The Associated Press

The death toll from last night’s attack on Crocus City Hall has now risen to 115, the Russian Investigative Committee says. According to a post on the Telegram messaging app that the committee shared, emergency services who are clearing the rubble at the concert venue have found more dead bodies at the site. “The death toll currently stands at 115 people,” it has said, adding that the search is continuing.

Eleven people have been detained after gunmen stormed a concert hall in Moscow and opened fire on the crowd, the head of Russia’s Federal Security Service told President Vladimir Putin on Saturday. At least 115 people were killed in Friday’s attack, including three children, authorities said.

Russia’s Investigative Committee said four of those detained were directly involved in the attack. Russian agencies appeared to suggest the attack was linked to Ukraine even though the Islamic State group claimed responsibility in a statement. A U.S. intelligence official told The Associated Press that U.S. agencies had confirmed that that group was responsible for the attack.

The four suspects were stopped in the Bryansk region of western Russia, “not far from the border with Ukraine,” Russia’s Investigative Committee said. They planned to cross the border into Ukraine and “had contacts” there, state news agency Tass said, citing Russia’s FSB.

The attack came just days after Putin cemented his grip on power in a highly orchestrated electoral landslide. The attack was the deadliest in Russia in years and came as the country’s fight in Ukraine dragged into a third year.

Shortly after the attack, some Russian lawmakers pointed the finger at Ukraine. Mykhailo Podolyak, an adviser to Ukrainian President Volodymyr Zelenskyy, denied any involvement.

“Ukraine has never resorted to the use of terrorist methods,” he posted on X, formerly Twitter. “Everything in this war will be decided only on the battlefield.”

Images shared by Russian state media Saturday showed a fleet of emergency vehicles still gathered outside the ruins of Crocus City Hall, a shopping mall and music venue with a capacity of more than 6,000 people in Krasnogorsk, on Moscow’s western edge.

Videos posted online showed gunmen in the venue shooting civilians at point-blank range.

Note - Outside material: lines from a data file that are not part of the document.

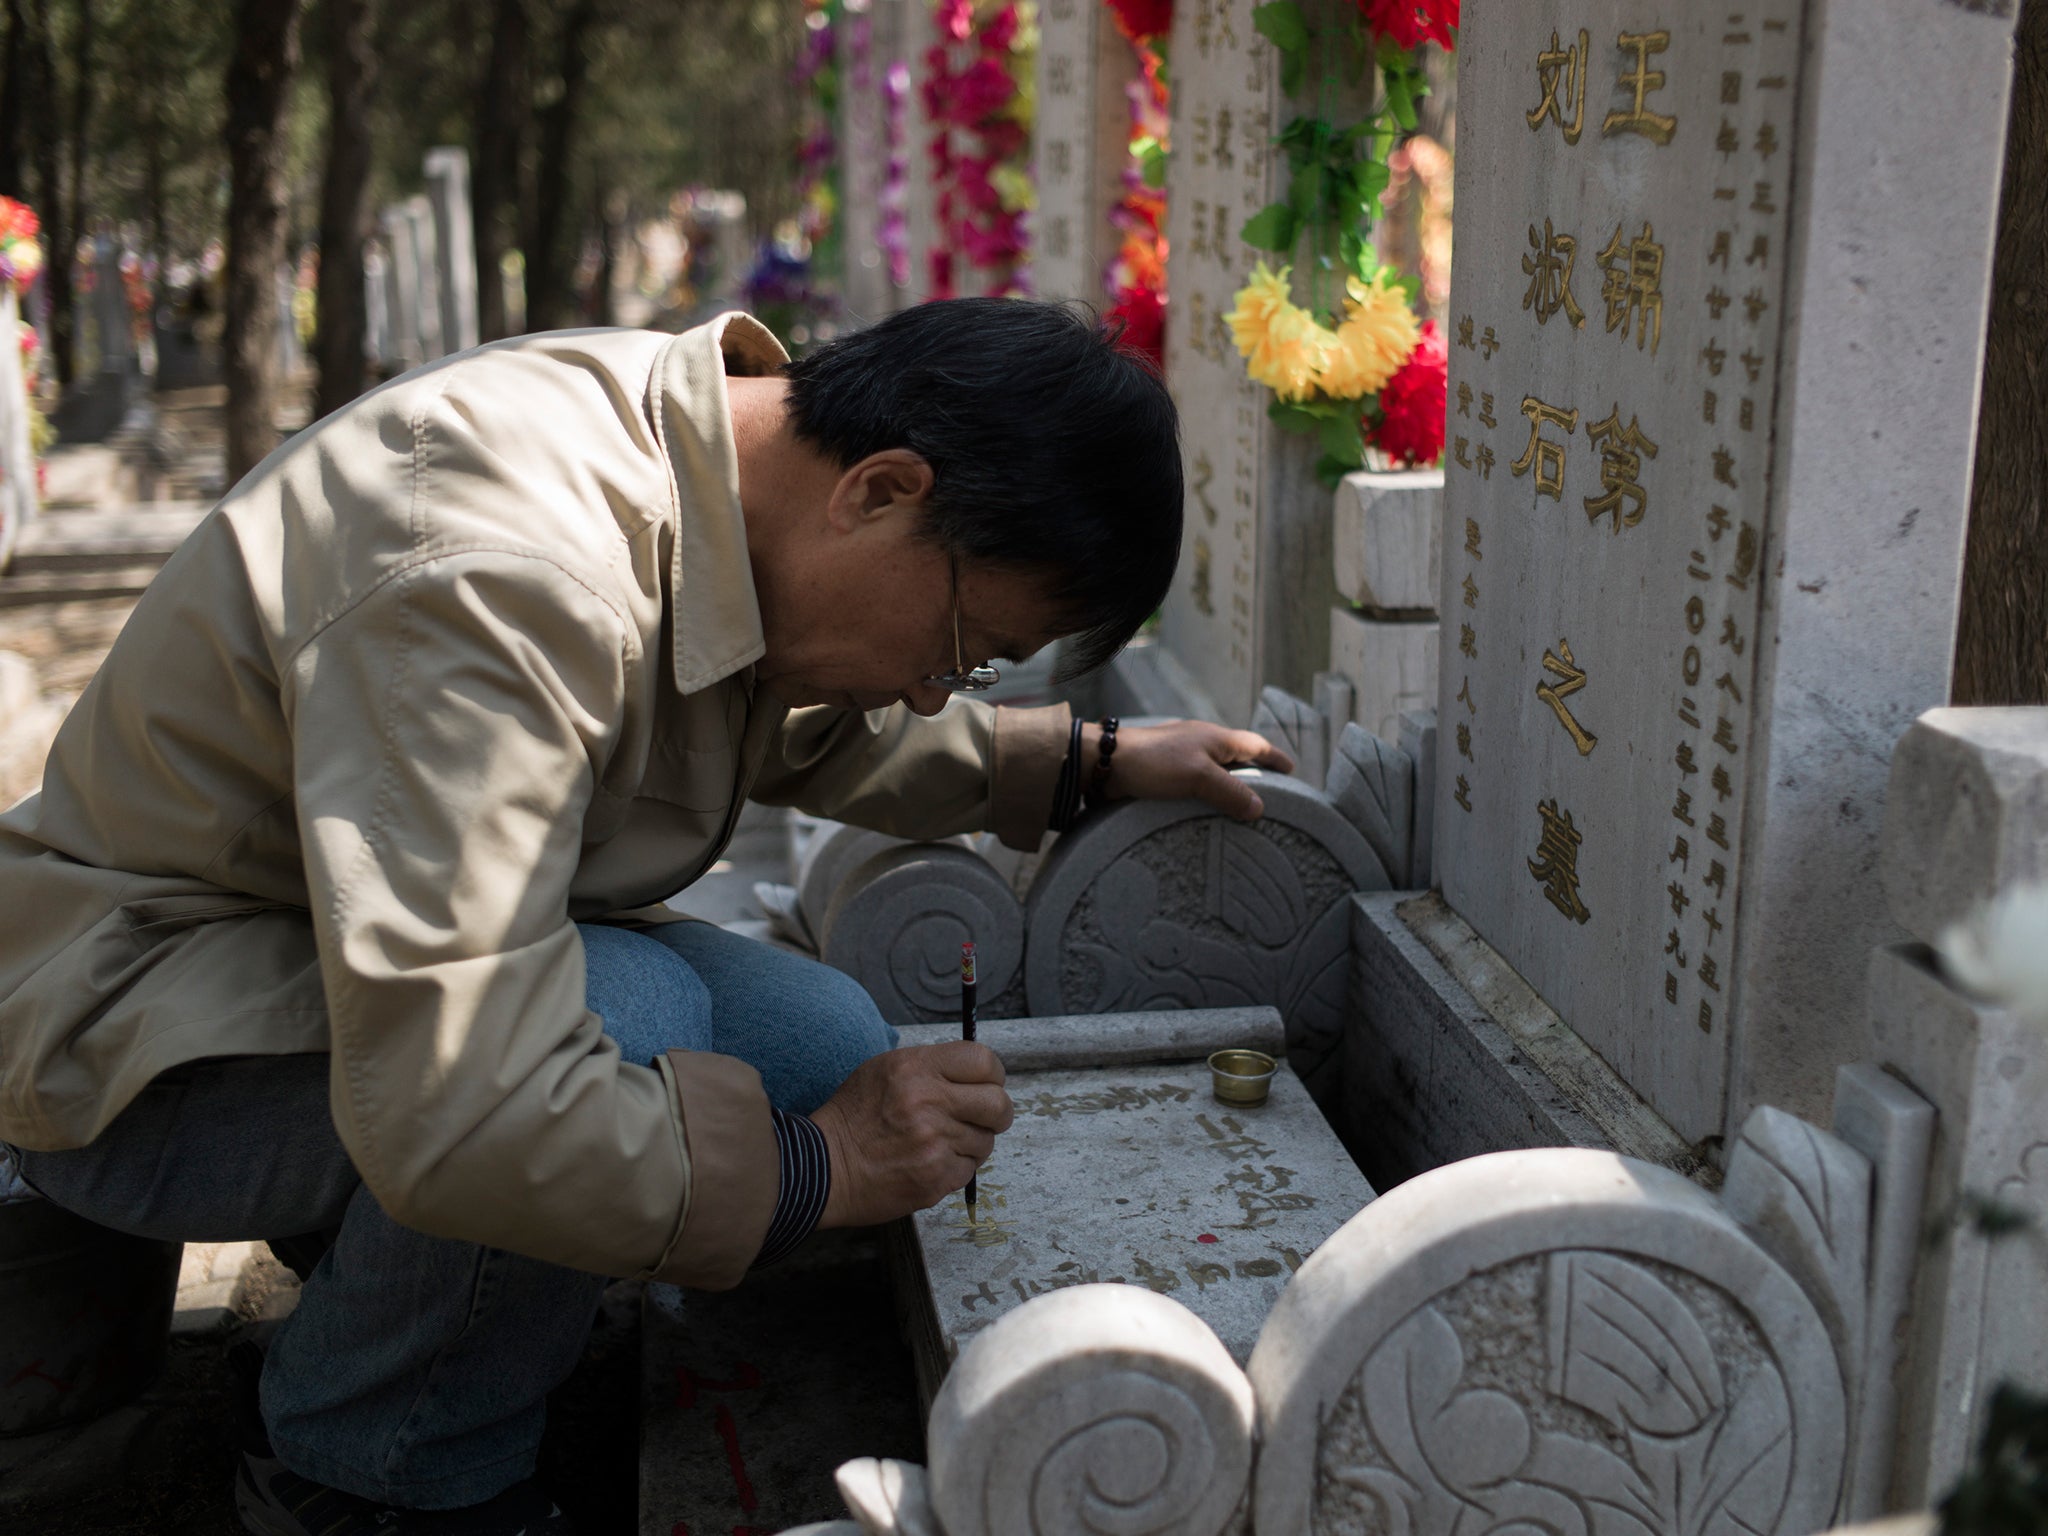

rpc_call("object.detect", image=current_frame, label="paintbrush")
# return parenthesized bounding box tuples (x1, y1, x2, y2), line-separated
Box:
(961, 940, 978, 1219)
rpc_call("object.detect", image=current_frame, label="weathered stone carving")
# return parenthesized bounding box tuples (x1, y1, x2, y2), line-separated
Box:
(820, 845, 1027, 1026)
(1023, 771, 1389, 1087)
(1324, 723, 1415, 893)
(924, 1285, 1255, 1536)
(1247, 1148, 1847, 1536)
(1723, 1106, 1871, 1384)
(1251, 686, 1331, 791)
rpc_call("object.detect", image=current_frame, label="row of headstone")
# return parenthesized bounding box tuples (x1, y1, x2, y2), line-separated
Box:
(368, 147, 479, 374)
(1011, 0, 2036, 1504)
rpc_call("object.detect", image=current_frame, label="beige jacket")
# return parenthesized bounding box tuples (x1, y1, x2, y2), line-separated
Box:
(0, 315, 1068, 1287)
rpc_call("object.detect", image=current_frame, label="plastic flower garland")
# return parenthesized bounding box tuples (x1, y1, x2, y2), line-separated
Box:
(794, 0, 843, 290)
(1227, 0, 1454, 481)
(923, 0, 1037, 298)
(0, 197, 43, 294)
(881, 61, 912, 288)
(1103, 0, 1170, 369)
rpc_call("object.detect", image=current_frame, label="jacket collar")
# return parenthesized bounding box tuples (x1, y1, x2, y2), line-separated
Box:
(648, 311, 790, 694)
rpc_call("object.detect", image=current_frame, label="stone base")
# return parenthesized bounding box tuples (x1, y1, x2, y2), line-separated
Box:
(1341, 890, 1711, 1192)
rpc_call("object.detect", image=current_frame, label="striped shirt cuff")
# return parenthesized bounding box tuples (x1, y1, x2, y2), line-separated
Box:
(756, 1107, 832, 1267)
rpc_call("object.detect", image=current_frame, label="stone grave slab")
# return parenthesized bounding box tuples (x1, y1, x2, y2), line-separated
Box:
(424, 147, 480, 355)
(888, 1007, 1375, 1406)
(1433, 0, 2018, 1142)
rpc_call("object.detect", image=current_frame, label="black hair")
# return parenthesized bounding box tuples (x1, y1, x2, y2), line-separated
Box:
(780, 298, 1183, 678)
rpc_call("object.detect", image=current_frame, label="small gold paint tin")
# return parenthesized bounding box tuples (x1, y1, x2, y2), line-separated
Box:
(1208, 1048, 1277, 1106)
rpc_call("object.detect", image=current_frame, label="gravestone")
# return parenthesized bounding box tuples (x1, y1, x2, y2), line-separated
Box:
(381, 205, 423, 370)
(400, 196, 445, 362)
(0, 289, 35, 570)
(93, 241, 131, 376)
(1029, 0, 1134, 307)
(890, 1007, 1375, 1404)
(1431, 0, 2020, 1142)
(362, 243, 393, 372)
(1022, 770, 1388, 1092)
(274, 265, 301, 381)
(838, 0, 889, 322)
(1155, 0, 1370, 725)
(423, 146, 480, 355)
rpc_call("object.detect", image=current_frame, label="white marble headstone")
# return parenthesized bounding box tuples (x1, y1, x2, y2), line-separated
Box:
(423, 146, 480, 355)
(1434, 0, 2018, 1141)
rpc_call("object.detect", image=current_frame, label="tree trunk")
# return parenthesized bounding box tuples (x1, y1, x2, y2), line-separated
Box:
(1952, 0, 2048, 707)
(27, 0, 69, 387)
(473, 0, 528, 340)
(0, 0, 27, 199)
(222, 0, 305, 482)
(314, 0, 376, 419)
(524, 0, 599, 332)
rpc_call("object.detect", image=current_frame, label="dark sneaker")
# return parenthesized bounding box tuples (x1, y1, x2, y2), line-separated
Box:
(236, 1451, 577, 1535)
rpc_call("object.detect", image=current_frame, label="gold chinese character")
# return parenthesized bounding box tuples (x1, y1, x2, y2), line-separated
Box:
(1596, 221, 1664, 353)
(1464, 517, 1483, 559)
(1456, 722, 1473, 759)
(1457, 314, 1475, 349)
(1583, 407, 1659, 531)
(1454, 774, 1473, 812)
(1526, 29, 1590, 143)
(1191, 537, 1214, 616)
(1479, 392, 1497, 427)
(1476, 444, 1496, 479)
(1528, 798, 1592, 924)
(1462, 573, 1479, 608)
(1456, 382, 1473, 417)
(1605, 31, 1677, 143)
(1459, 622, 1477, 659)
(1535, 638, 1598, 756)
(1522, 218, 1585, 327)
(1480, 326, 1501, 358)
(1191, 452, 1218, 526)
(1456, 675, 1476, 713)
(1511, 396, 1580, 500)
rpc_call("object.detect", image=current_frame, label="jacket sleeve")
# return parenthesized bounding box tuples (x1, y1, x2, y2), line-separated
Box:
(286, 549, 776, 1287)
(750, 699, 1072, 851)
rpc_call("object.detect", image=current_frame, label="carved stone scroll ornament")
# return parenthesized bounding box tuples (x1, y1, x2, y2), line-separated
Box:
(820, 844, 1027, 1026)
(923, 1285, 1256, 1536)
(1247, 1149, 1847, 1536)
(1023, 772, 1389, 1089)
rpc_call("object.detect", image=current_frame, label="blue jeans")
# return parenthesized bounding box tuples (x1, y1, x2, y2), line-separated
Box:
(17, 920, 893, 1509)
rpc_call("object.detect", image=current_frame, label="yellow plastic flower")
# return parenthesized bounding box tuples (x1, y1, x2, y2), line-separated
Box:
(1227, 263, 1335, 404)
(1319, 269, 1422, 400)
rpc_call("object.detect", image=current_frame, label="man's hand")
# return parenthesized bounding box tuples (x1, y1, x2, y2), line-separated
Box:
(808, 1042, 1013, 1228)
(1090, 719, 1295, 820)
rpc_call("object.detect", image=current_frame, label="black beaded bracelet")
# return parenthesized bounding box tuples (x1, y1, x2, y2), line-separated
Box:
(1049, 715, 1087, 832)
(1090, 716, 1120, 801)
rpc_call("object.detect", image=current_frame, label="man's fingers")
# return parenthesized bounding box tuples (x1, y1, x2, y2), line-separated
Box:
(1223, 728, 1295, 775)
(947, 1081, 1015, 1134)
(1191, 764, 1266, 821)
(924, 1040, 1007, 1085)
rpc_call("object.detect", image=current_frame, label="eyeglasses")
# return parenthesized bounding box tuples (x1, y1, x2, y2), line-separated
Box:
(924, 556, 1001, 694)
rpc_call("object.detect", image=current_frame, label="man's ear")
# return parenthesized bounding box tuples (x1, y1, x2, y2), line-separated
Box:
(825, 449, 935, 533)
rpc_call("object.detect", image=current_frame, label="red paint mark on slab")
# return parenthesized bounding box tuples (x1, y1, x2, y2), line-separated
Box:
(715, 1404, 758, 1513)
(671, 1523, 692, 1536)
(1195, 1233, 1219, 1244)
(674, 1361, 763, 1409)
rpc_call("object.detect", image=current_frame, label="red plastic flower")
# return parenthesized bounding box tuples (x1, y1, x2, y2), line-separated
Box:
(937, 0, 974, 42)
(1109, 0, 1174, 43)
(1357, 0, 1457, 50)
(1108, 286, 1166, 369)
(0, 197, 40, 243)
(948, 57, 1016, 124)
(1374, 320, 1448, 466)
(980, 2, 1020, 52)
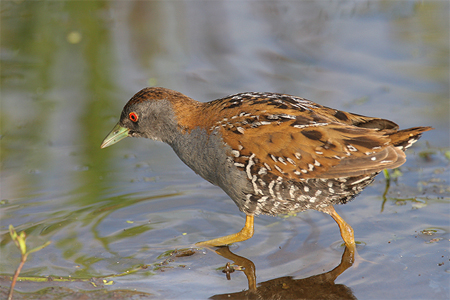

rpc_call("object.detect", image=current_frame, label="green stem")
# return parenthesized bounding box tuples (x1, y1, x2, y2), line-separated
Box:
(8, 254, 28, 300)
(381, 169, 391, 213)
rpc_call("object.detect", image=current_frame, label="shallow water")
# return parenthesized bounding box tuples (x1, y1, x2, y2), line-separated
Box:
(1, 1, 449, 299)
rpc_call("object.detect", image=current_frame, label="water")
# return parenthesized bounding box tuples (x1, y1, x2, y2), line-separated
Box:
(1, 1, 449, 299)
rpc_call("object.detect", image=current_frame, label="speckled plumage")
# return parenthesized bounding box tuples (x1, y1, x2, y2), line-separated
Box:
(102, 87, 432, 248)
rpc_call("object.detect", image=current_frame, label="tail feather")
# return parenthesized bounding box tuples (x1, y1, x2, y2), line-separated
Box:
(389, 126, 433, 151)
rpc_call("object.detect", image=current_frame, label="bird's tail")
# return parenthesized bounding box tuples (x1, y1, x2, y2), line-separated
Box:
(389, 127, 433, 150)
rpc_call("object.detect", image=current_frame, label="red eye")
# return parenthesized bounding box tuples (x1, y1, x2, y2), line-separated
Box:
(129, 112, 139, 122)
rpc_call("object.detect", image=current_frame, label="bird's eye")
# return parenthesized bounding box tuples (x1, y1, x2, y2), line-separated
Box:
(129, 112, 139, 122)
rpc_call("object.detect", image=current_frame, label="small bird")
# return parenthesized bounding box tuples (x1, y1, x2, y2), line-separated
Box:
(101, 87, 431, 250)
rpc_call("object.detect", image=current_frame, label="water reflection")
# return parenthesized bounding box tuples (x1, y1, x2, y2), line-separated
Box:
(211, 246, 356, 299)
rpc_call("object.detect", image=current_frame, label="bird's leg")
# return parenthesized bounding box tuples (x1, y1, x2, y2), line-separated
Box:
(322, 206, 355, 250)
(196, 215, 254, 247)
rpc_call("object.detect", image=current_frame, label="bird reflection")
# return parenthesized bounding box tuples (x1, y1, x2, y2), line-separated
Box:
(210, 246, 356, 300)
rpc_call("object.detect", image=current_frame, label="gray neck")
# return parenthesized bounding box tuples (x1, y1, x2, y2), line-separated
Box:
(168, 128, 252, 204)
(168, 128, 228, 185)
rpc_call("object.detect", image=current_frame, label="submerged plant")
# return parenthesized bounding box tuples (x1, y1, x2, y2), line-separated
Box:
(8, 225, 51, 300)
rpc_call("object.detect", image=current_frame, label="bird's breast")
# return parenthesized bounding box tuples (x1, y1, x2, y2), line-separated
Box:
(169, 127, 253, 205)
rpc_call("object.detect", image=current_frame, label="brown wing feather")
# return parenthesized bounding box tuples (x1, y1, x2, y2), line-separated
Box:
(224, 121, 406, 179)
(201, 102, 402, 180)
(194, 92, 430, 181)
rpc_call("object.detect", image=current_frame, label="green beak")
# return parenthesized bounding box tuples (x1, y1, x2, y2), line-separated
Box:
(101, 122, 130, 149)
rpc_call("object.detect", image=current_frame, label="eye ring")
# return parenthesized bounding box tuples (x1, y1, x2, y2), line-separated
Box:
(129, 112, 139, 122)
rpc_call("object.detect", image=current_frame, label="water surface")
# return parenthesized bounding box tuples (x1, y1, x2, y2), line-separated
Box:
(1, 1, 449, 299)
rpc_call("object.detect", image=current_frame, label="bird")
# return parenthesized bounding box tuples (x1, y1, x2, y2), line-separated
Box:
(101, 87, 432, 250)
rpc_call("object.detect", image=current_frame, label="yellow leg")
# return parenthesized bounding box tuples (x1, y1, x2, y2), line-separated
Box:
(196, 215, 254, 247)
(322, 206, 355, 249)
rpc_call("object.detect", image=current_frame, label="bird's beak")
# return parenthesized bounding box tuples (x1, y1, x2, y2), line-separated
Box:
(101, 122, 130, 149)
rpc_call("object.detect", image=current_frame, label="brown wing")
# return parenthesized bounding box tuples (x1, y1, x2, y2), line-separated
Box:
(221, 119, 405, 179)
(200, 93, 406, 180)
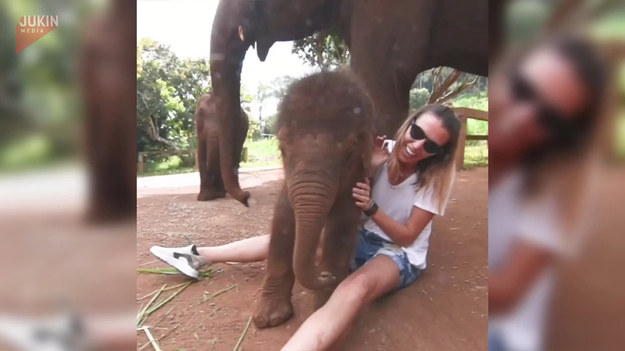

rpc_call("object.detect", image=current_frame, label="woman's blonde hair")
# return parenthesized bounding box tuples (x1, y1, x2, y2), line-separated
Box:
(387, 104, 461, 213)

The roof of the theater, where crowds had gathered Friday for a performance by the Russian rock band Picnic, collapsed in the early hours of Saturday morning as firefighters spent hours fighting a fire which erupted during the attack.

In a statement posted by its Aamaq news agency, the Islamic State’s affiliate in Afghanistan said it had attacked a large gathering of “Christians” in Krasnogorsk. It was not immediately possible to verify the authenticity of the claim.

A U.S. intelligence official told the AP that U.S. intelligence agencies had gathered information in recent weeks that the IS branch was planning an attack in Moscow, and that U.S. officials had privately shared the intelligence earlier this month with Russian officials.

The official was briefed on the matter but was not authorized to publicly discuss the intelligence information and spoke to the AP on condition of anonymity.

Messages of outrage, shock and support for those affected have since streamed in from around the world.

On Friday, the U.N. Security Council condemned “the heinous and cowardly terrorist attack” and underlined the need for the perpetrators to be held accountable. U.N. Secretary-General Antonio Guterres also condemned the terrorist attack “in the strongest possible terms,” his spokesman said.

Meanwhile, in Moscow itself, hundreds of people stood in line Saturday morning to donate blood and plasma, Russia’s health ministry said.

Putin, who extended his grip on Russia for another six years in this week’s presidential vote after a sweeping crackdown on dissent, had publicly denounced the Western warnings of a potential terrorist attack as an attempt to intimidate Russians. “All that resembles open blackmail and an attempt to frighten and destabilize our society,” he said earlier this week.

In October 2015, a bomb planted by the Islamic State downed a Russian passenger plane over Sinai, killing all 224 people on board, most of them Russian vacation-goers returning from Egypt. The group, which operates mainly in Syria and Iraq but also in Afghanistan and Africa, also has claimed several attacks in Russia’s volatile Caucasus and other regions in the past years. It recruited fighters from Russia and other parts of the former Soviet Union.